Darum sage ich euch: Sorgt nicht …

Wir sind mitten in der „Bergpredigt“, im Matthäus-Evangelium so eine Art Grundsatzprogramm Jesu. Hier nun wirft Jesus seine ganze persönliche Autorität in die Waagschale: „… ich sage euch!“ Und dann: „Sorgt nicht!“

Klingt gut. Schließlich macht sich kaum jemand wirklich gerne Sorgen. Schon gar nicht freiwillig. Trotzdem tut es fast jeder, das Sich-Sorgen-Machen. Gefühlt ist es meist so: „Ich muss mir Sorgen machen!“ Genau genommen, zwingt mich dazu allerdings niemand anderes, denn: „Ichmachemir Sorgen.“ Ich selbst bin es! Auch wenn ich vielleicht gern anderen die Verantwortung für meine Sorgen zuschiebe: „Du machst mir große Sorgen!“
Sorgen um was? Bei Jesus sind es ganz existentielle Dinge:

Sorgt nicht um euer Leben, was ihr essen und trinken werdet. Auch nicht um euren Leib, was ihr anziehen werdet. Ist nicht das Leben mehr als die Nahrung und der Leib mehr als die Kleidung?

Essen, Trinken, Kleidung. Das Nötigste. Wenn das fehlt, dann ist aber Holland in Not. Und da wir uns zu Jesu Zeit in einem besetzten, ausgepressten und ausgelutschten Land befinden: Jesu Zuhörer wissen, wovon er da spricht.
Sorgen sind Scheuklappen. Sie schränken den Blick ein. Es steht einem immerzu das vor Augen, was einem Sorgen macht. – „Für morgen sind das Essen, das Trinken, die Kleidung nicht gesichert? Was kann ich bloß tun?!“
Was Jesus nun tut, ist völlig gegen diesen Hinguck-Reflex: Jesus weitet den Blick. In eine Richtung, auf die besorgte Menschen nicht ohne weiteres kommen: die Vögel und die Blumen …

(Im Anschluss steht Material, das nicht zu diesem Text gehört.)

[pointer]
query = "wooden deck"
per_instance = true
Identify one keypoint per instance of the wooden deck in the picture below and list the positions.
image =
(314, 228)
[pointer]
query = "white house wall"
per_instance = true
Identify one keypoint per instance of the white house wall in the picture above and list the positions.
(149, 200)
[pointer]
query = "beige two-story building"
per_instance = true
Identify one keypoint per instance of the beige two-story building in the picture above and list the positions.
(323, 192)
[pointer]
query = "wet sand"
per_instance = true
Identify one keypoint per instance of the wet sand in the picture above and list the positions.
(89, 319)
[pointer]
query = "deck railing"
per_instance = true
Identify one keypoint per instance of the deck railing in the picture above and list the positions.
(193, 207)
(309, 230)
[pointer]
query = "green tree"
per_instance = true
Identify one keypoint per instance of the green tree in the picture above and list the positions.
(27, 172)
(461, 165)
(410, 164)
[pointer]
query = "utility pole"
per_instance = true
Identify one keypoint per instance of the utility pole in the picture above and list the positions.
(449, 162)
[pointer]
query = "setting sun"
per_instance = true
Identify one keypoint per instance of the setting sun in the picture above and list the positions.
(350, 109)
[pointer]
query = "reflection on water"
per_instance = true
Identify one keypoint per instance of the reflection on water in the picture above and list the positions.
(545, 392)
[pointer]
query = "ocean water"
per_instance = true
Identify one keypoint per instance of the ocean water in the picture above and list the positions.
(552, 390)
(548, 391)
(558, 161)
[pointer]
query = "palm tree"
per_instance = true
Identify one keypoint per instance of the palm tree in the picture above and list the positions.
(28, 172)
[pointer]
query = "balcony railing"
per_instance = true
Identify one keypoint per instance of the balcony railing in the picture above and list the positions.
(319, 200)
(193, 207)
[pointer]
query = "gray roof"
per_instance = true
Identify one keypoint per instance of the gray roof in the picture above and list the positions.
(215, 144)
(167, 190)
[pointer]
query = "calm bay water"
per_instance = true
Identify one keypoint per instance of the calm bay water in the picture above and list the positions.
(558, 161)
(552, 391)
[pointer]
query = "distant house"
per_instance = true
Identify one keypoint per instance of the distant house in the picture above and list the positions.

Seht die Vögel unter dem Himmel an: sie säen nicht, sie ernten nicht, sie sammeln nicht in die Scheunen; und euer himmlischer Vater ernährt sie doch. Seid ihr denn nicht viel mehr als sie? Wer ist unter euch, der seines Lebens Länge eine Spanne zusetzen könnte, wie sehr er sich auch darum sorgt? Und warum sorgt ihr euch um die Kleidung? Schaut die Lilien auf dem Feld an, wie sie wachsen: sie arbeiten nicht, auch spinnen sie nicht. Ich sage euch, dass auch Salomo in aller seiner Herrlichkeit nicht gekleidet gewesen ist wie eine von ihnen. Wenn nun Gott das Gras auf dem Feld so kleidet, das doch heute steht und morgen in den Ofen geworfen wird: sollte er das nicht viel mehr für euch tun, ihr Kleingläubigen? Darum sollt ihr nicht sorgen und sagen: Was werden wir essen? Was werden wir trinken? Womit werden wir uns kleiden? Nach dem allen trachten die Heiden. Denn euer himmlischer Vater weiß, dass ihr all dessen bedürft.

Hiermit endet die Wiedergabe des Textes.